Dear Parents and Guardian

Right now all of our students from Year 7 to Year 13 are preparing for assessments. Year 11 and 13 have their ongoing ‘mini tests’, Year 7, 8 and 9 start their assessments on Monday 17th May and Year 10 and 12 have a little longer to revise as their end of year PPEs are after half term.

Testing is an inevitable part of school life and consequently it is not only really important that our students understand what they are learning in lessons but also that they “up” their capacity to memorise information.

Cognitive scientists write a lot about how the brain works and what it means for teachers and students in the classroom. Daniel Willingham, an American cognitive psychology said ‘memory is the residue of thought’ which sums up nicely the process of revising.

So many edu-psychologists have written books on revising and linking it to how the brain works …their tips are all designed to move information from the short term memory to the long term memory…and this is the key for productive revision. The tips include:

  • Students need to revise something three times for it to shift into the long term memory or ‘stick’.
  • They also talk about retrieval practice helping the transfer of information from the short term to the long term memory…..this basically means lots of self-quizzing (revision cards with questions on one side and answers on the other) or having someone be the quiz master (ie parents). Again when students have to draw out the information and verbalise or write it down without looking at notes this tends to help the information stick.
  • Look, learn, cover, write, check is the way lots of our students learnt how to spell and it is still a great way to learn information for an assessment.
  • For students taking GCSEs the finishing touch is to have a go at past papers, timed and without looking at notes. Then they should check against the answers to note gaps in knowledge and to relearn these sections.

Forest Paths Metaphor

One’s life, or mind, or brain, is like a forest with many paths. We have shared this with students in assemblies for years! There is some literal truth to this metaphor, in that the connections in the brain that form memories and patterns of behaviour, most likely exist as pathways between many different neurons, with the pathways consolidated and strengthened further every time they are activated….in the case of revision through self-quizzing or re writing notes without looking and then checking after.

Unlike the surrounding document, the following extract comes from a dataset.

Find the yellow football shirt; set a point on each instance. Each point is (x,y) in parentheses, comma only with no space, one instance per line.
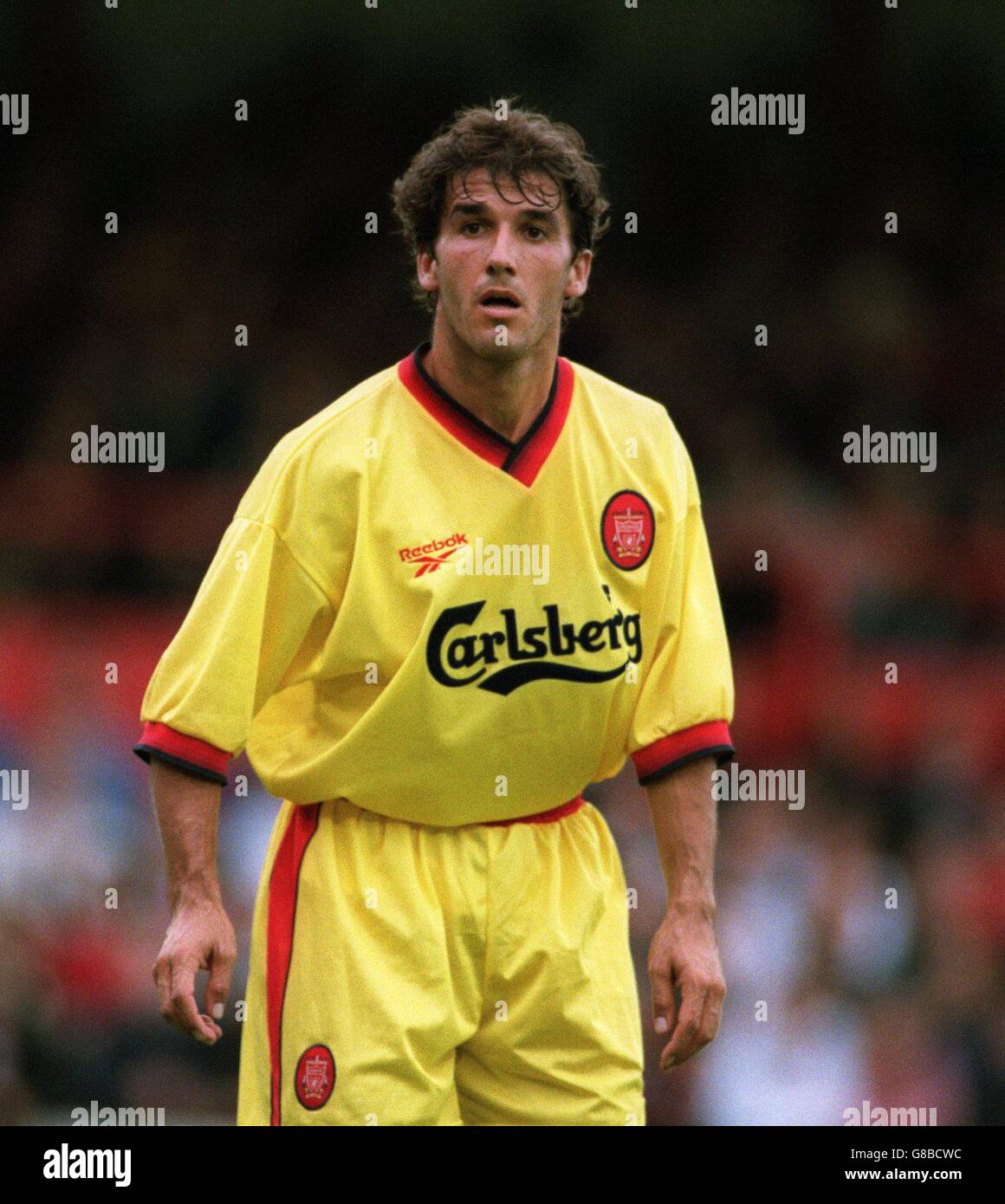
(414,613)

Your daughters and sons need to put in hard work forming new paths – learning new material for every subject/topic and revisiting so they become well-trodden. If they don’t revisit – they can become over grown…the students forget….but it is not such hard work to clear an overgrown path…The idea is that revision improves the speed (students are able to get info quickly on the day-in exam for example) and accuracy just like the path in the wood. If not well trodden it can easily lead the student in the wrong direction and/or it can take longer to get to the information.

Effective revision is about ‘spaced practice’ …..learning the information once…leaving it for a day or two and then going back to it for a second time….leaving it for another day or two and then going back for a third time…to ensure that path is well-trodden. Some of you may use the ‘Pomodoro Technique’ to maintain concentration and productivity whilst at work and the same technique can be applied by students to help induce intense spurts of revision. This simple system was developed in the 80’s by Francesco Cirillo as a university student, when he used a tomato timer to measure his 25-minute sessions. These intervals became known as pomodoros and the technique became its namesake. …..students are more likely to use the timer on one of their devices.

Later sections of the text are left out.